Geometric re-meshing strategies to simulate contactless rebounds of elastic solids in fluids

The paper deals with the rebound of an elastic solid off a rigid wall of a container filled with an incompressible Newtonian fluid. Our study focuses on a collision-free bounce, meaning a rebound without topological contact between the elastic solid and the wall. This has the advantage of omitting any artificial bouncing law. In order to capture the contact-free rebound for very small viscosities an adaptive numerical scheme is introduced. The here-introduced scheme is based on a Glowinski time scheme and a localized arbitrary Lagrangian-Eulerian map on finite elements in space. The absence of topological contact requires that very thin liquid channels are solved with sufficient accuracy.

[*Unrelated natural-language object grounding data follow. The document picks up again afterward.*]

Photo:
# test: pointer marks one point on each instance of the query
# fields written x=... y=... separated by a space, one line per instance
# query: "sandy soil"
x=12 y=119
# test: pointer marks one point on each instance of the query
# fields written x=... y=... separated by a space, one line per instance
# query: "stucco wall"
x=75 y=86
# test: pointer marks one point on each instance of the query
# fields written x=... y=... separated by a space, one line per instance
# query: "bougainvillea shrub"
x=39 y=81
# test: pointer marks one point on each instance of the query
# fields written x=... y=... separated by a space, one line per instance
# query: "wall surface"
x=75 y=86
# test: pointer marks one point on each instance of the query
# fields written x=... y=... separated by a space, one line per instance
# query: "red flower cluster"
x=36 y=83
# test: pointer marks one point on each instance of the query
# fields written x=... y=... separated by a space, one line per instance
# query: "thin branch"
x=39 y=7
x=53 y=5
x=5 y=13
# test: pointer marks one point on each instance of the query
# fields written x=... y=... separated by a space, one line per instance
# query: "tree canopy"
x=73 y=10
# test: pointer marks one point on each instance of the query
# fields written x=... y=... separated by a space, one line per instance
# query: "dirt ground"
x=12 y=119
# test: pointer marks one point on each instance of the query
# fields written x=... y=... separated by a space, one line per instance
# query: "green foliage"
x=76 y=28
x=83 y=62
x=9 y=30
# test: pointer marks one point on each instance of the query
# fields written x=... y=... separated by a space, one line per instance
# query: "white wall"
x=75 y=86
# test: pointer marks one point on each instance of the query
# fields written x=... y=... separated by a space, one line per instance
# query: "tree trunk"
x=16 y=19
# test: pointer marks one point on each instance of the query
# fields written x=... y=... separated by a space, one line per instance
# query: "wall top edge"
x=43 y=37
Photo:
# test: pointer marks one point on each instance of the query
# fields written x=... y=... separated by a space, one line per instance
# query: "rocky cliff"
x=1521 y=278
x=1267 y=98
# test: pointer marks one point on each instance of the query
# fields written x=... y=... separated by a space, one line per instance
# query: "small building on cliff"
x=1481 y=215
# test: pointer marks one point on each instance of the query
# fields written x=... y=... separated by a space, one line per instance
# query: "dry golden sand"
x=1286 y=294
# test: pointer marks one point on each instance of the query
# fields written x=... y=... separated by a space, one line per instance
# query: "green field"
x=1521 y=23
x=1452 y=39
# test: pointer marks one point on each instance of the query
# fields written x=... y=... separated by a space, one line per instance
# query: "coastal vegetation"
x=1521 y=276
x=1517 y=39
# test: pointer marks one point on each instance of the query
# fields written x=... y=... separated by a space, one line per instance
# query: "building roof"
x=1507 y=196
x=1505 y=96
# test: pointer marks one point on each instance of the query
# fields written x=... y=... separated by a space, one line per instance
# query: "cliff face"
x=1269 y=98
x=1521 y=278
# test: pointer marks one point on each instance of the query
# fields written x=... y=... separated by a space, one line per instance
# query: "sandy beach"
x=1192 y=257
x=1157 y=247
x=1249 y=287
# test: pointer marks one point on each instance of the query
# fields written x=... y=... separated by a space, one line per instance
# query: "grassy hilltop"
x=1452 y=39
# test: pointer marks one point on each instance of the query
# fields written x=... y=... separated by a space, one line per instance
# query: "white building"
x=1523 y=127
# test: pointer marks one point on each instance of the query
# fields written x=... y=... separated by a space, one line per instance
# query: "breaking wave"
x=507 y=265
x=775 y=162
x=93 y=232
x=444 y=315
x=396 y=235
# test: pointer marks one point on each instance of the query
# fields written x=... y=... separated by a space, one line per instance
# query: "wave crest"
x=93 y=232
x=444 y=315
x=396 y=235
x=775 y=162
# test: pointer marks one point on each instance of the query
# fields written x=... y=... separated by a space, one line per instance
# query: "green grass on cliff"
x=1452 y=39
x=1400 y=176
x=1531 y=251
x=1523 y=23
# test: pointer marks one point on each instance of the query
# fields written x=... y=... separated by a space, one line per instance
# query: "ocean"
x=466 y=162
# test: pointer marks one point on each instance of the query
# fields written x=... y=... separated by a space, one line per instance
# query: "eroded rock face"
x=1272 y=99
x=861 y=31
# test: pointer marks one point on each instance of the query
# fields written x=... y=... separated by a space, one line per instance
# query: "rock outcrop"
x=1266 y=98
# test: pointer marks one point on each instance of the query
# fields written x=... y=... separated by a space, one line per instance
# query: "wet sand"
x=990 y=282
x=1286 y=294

It is achieved via newly developed geometrically driven adaptive strategies. Using the numerical scheme, we present here a collection of numerical experiments. A rebound is simulated in the absence of topological contacts. Its physical relevance is demonstrated as, with decreasing viscosities, a free rebound in a vacuum is approached. Further, we compare the dynamics with a second numerical scheme; a here-introduced adaptive purely Eulerian level-set method. The scheme produced the same dynamics for large viscosities. However, as it requires a much higher computational cost, small viscosities can not be reached by this method. The experiments allow for a better understanding of the effect of fluids on the dynamics of elastic objects. Several observations are discussed, such as the amount of elastic and/or kinetic energy loss or the precise connection between the fluid pressure and the rebound of the solid.